For a while now, I’ve pressed on with the story, expecting to get to a point in my personal journey where I could understand and write about the kind of healing and acceptance the story required. If that failed, I figured I could make something up that would seem plausible, or at least not seem trite or totally cooked up. That hope has stalled out – at least for now.
The story is at a point where the journey of the protagonist needs to bring him closer back to being human and give him a path to acceptance and a viable future. Unfortunately, I don’t know how to write it – I don’t see a viable path to better. My physical future isn’t bleak by any means. In fact, I have great reason to hope the reasonably near future will be radically different from my past in positive ways. However, my progress in dealing with PTSD hasn’t been great so far, and I can’t yet see a successful outcome in my future. Maybe I expected too much.
As I’ve worked through the last few months of therapy, the coping mechanisms I used to use to carry on have been failing more frequently. The emotions, hyper sensitivities, inappropriate reactions, and other symptoms have been closer to the surface and harder to suppress. So far, at least, therapy has made it harder and harder to function.

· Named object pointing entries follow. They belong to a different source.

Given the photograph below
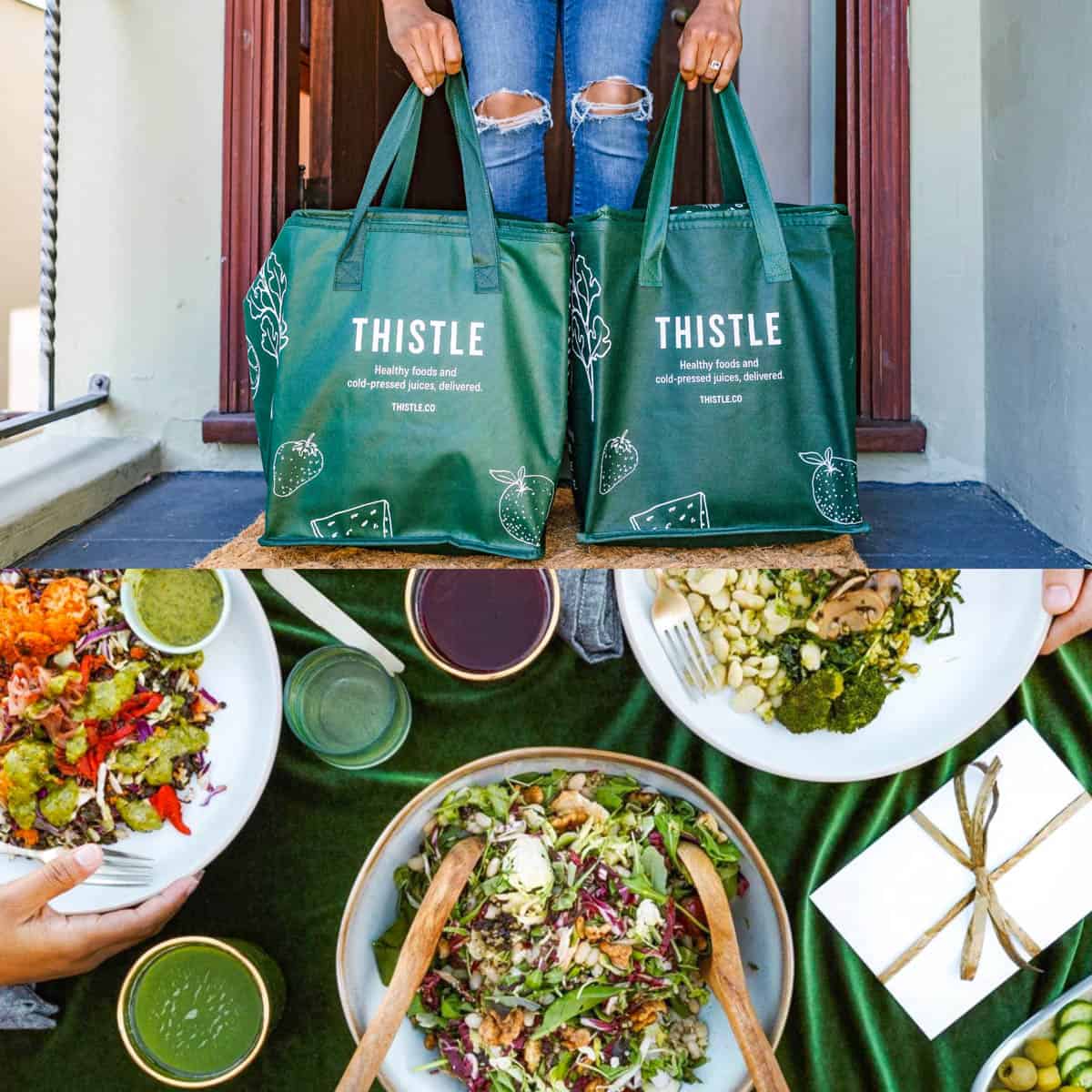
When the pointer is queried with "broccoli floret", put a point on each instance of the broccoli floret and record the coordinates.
(861, 702)
(808, 707)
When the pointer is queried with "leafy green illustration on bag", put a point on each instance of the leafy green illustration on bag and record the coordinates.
(834, 486)
(620, 460)
(589, 334)
(266, 305)
(255, 367)
(369, 520)
(682, 513)
(524, 503)
(296, 463)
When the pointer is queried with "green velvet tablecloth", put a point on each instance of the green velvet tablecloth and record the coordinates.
(284, 880)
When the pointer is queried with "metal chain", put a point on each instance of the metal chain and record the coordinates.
(47, 283)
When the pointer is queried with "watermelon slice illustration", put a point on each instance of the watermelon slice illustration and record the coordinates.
(682, 513)
(369, 520)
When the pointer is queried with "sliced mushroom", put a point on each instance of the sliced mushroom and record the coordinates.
(852, 612)
(849, 584)
(888, 582)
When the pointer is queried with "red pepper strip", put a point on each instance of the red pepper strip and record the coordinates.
(167, 803)
(87, 767)
(140, 704)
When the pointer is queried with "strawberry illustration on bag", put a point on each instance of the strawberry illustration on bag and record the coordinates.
(620, 460)
(834, 486)
(296, 463)
(524, 503)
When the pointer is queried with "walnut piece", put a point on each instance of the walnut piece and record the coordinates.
(500, 1030)
(596, 932)
(573, 1038)
(533, 1054)
(620, 955)
(645, 1014)
(569, 801)
(571, 820)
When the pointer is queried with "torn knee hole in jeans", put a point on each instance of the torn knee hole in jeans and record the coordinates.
(612, 97)
(508, 110)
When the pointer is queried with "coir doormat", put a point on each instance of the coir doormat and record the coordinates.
(244, 551)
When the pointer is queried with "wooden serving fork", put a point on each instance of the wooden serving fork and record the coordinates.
(725, 972)
(414, 960)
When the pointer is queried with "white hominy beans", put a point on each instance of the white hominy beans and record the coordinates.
(748, 699)
(811, 655)
(748, 600)
(710, 582)
(720, 601)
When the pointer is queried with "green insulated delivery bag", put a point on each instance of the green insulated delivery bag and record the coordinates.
(409, 369)
(713, 359)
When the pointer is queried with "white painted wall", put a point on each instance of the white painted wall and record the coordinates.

It’s going much slower, taking more energy, and making things harder than I had hoped. I still hope for improvement, but it seems a long way off. Right now, I’m hunkering down for the long haul and conserving resources for the real world.

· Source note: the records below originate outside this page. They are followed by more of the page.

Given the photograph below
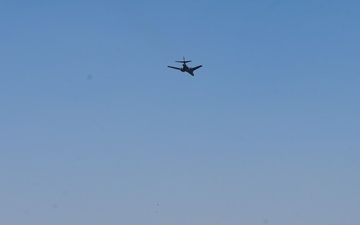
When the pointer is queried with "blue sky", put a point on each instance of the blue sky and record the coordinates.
(95, 129)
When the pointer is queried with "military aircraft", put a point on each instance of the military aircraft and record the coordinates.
(185, 68)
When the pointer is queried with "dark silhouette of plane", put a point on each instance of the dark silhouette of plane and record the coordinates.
(185, 68)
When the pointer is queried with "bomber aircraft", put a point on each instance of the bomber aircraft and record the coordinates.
(185, 68)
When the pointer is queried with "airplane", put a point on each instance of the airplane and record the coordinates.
(185, 68)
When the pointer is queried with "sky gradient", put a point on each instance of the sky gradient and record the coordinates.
(95, 129)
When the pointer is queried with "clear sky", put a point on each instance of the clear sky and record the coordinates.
(95, 129)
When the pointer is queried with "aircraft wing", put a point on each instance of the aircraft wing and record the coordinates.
(174, 67)
(196, 67)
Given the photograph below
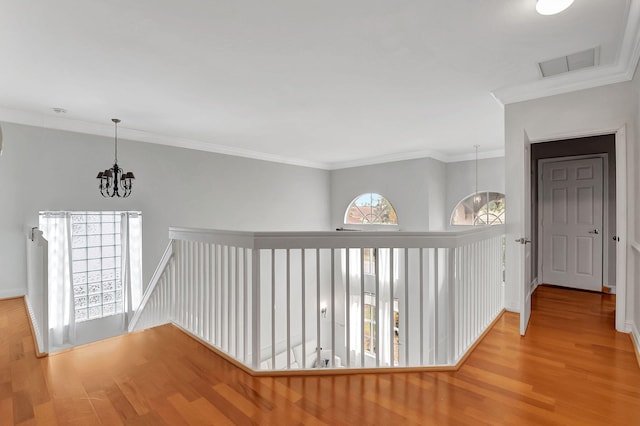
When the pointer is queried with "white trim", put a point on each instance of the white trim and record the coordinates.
(635, 339)
(11, 293)
(622, 70)
(496, 153)
(64, 124)
(621, 226)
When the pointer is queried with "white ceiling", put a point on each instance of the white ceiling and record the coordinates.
(324, 83)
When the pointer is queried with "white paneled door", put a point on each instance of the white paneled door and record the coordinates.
(572, 219)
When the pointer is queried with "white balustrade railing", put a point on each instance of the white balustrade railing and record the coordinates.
(37, 298)
(299, 300)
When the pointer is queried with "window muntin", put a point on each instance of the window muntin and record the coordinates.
(370, 313)
(482, 208)
(370, 208)
(96, 264)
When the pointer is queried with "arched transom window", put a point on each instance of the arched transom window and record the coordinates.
(481, 208)
(370, 208)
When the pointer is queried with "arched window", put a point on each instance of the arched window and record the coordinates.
(482, 208)
(370, 208)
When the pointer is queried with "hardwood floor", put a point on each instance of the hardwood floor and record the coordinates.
(571, 368)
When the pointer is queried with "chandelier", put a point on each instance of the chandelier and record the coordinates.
(115, 182)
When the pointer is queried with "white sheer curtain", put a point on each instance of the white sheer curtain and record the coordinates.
(131, 234)
(56, 229)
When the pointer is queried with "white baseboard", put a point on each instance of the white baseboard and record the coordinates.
(635, 338)
(629, 327)
(10, 293)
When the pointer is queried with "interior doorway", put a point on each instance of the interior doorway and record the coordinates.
(571, 203)
(591, 264)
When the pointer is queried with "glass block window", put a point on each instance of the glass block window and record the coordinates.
(482, 208)
(96, 264)
(370, 208)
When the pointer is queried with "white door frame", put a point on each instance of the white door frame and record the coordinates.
(621, 213)
(605, 211)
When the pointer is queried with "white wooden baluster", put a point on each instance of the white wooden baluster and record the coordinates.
(362, 307)
(318, 308)
(255, 308)
(333, 306)
(303, 307)
(377, 301)
(391, 311)
(405, 321)
(236, 304)
(273, 309)
(347, 304)
(451, 314)
(422, 319)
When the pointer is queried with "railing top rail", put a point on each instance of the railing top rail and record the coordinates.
(336, 239)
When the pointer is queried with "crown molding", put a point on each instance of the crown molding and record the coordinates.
(497, 153)
(415, 155)
(623, 70)
(91, 128)
(99, 129)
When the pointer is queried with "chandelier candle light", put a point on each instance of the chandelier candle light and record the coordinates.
(115, 181)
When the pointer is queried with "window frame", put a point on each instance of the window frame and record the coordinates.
(489, 197)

The down-side for the two or so people who were interested in this story is that I don’t know how to write the rest of it. The two or three chapters I have done but haven’t posted feel hollow and overly simple. My creativity is too drained to make up a believable ending – I think it would be easier to make stuff up if I were on the outside looking in. Instead, my motivation is sapped by the work it takes to keep from choking people out for minor things, and I can’t see a path from where I am now to the better enough that would help me understand how to finish what I started.
To anyone who has been reading along, I’m sorry. Maybe check back in a year or so.